Welches sind die zentralen Konsequenzen aus der VN-Behindertenrechtskonvention für das Schulgesetz?

Mit der Ratifizierung der VN-Behindertenrechtskonvention erkennen die Vertragsstaaten nicht nur das Recht von Menschen mit Behinderungen auf Bildung an – dies ist in der Bundesrepublik Deutschland seit Jahrzehnten realisiert – sondern verpflichten sich auch, zur Verwirklichung dieses Rechts ein inklusives Bildungssystem auf allen Ebenen zu gewährleisten (Artikel 24 Absatz 1).

Auch wenn der Gemeinsame Unterricht von Schülerinnen und Schüler mit und ohne Behinderungen eine jahrzehntelange Tradition hat, so wird in der Bundesrepublik Deutschland insgesamt das Recht auf Bildung für Schülerinnen und Schüler mit Bedarf an sonderpädagogischer Unterstützung überwiegend derzeit noch in Förderschulen realisiert – mitunter auch gegen den Willen der Betroffenen. Mit dem „Ersten Gesetz zur Umsetzung der VN-Behindertenrechtskonvention in den Schulen“in NRW ist vor allem verbunden, dass die Eltern entscheiden, ob sie für ihr Kind mit einem Bedarf an sonderpädagogischer Unterstützung die allgemeine Schule oder die Förderschule wollen.

Der zentrale Unterschied zur bisherigen Rechtslage ist, dass wenn künftig ein „Bedarf an sonderpädagogischer Unterstützung“ festgestellt wird, die Schulaufsicht „den Eltern mit Zustimmung des Schulträgers mindestens eine allgemeine Schule vorschlägt, an der ein Angebot zum Gemeinsamen Lernen eingerichtet ist, das der Empfehlung der Schule oder dem bisherigen Bildungsweg der Schülerin oder des Schülers entspricht“ (§ 19 Absatz 5 SchulG).

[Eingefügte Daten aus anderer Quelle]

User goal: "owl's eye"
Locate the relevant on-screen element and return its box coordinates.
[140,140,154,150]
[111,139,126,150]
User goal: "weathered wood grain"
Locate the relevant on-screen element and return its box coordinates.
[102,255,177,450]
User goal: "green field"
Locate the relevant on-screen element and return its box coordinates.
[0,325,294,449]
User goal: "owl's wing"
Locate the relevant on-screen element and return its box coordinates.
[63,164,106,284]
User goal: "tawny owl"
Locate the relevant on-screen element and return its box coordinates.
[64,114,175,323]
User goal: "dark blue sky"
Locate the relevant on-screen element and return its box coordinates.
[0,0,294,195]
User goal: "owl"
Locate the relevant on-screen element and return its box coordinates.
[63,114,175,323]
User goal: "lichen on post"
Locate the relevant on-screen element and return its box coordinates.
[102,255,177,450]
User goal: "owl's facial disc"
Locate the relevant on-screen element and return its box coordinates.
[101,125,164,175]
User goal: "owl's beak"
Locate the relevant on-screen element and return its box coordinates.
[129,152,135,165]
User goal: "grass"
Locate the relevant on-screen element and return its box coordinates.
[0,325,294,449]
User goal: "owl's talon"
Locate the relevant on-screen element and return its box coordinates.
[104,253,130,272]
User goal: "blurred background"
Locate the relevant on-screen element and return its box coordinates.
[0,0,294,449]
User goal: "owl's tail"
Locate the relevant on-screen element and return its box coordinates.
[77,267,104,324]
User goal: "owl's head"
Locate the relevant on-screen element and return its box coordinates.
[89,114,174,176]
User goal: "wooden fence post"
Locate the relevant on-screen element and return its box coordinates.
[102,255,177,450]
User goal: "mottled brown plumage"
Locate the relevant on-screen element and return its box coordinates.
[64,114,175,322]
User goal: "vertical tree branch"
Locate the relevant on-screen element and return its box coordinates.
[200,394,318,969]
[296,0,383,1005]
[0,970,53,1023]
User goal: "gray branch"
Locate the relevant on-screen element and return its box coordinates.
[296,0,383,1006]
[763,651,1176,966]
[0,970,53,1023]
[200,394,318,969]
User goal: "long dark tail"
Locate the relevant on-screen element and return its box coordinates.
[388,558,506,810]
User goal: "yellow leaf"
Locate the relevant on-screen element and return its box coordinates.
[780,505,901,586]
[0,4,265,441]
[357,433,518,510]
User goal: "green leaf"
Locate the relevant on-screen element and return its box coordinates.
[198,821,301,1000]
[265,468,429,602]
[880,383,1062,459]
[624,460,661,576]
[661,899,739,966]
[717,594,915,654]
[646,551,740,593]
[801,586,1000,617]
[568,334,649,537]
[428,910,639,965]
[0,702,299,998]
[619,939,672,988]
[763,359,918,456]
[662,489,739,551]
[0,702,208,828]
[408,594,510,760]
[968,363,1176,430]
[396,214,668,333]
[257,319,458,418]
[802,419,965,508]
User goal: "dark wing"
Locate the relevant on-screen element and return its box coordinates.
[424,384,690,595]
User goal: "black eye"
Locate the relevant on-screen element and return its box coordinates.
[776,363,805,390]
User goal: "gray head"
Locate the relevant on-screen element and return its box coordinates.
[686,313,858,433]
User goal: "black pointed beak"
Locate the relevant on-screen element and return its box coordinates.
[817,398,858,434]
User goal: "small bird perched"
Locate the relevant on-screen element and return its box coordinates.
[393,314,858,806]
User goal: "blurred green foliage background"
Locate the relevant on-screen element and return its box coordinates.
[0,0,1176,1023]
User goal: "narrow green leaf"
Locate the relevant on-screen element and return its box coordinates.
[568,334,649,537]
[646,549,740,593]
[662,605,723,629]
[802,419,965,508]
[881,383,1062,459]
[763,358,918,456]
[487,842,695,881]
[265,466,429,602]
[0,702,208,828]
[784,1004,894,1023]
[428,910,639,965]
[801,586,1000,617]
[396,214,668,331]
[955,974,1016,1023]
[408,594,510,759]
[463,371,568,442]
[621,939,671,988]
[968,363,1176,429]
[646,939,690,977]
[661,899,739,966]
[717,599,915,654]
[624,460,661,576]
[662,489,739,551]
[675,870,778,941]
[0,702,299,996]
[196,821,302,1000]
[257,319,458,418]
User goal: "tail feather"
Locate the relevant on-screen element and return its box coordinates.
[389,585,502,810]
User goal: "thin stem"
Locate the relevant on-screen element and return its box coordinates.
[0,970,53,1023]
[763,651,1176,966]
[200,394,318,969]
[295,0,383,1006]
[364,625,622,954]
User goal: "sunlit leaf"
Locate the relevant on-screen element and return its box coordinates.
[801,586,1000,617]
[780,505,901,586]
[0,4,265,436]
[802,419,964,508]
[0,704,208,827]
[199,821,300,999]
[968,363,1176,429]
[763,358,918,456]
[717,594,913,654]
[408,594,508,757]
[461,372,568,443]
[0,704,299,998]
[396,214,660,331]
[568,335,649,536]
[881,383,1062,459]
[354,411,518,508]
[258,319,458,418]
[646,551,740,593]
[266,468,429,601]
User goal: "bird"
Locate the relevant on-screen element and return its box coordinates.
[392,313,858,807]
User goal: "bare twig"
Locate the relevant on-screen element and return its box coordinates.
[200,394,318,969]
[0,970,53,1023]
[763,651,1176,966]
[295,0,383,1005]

Das kann auch eine andere als die von den Eltern gewünschte allgemeine Schule sein, vor allem dann, wenn in der Region die Angebote des Gemeinsamen Lernens noch nicht an allen allgemeinen Schulen eingerichtet sind. Die Schulaufsicht kann auch Förderschulen vorschlagen und begründet diesen Vorschlag schriftlich.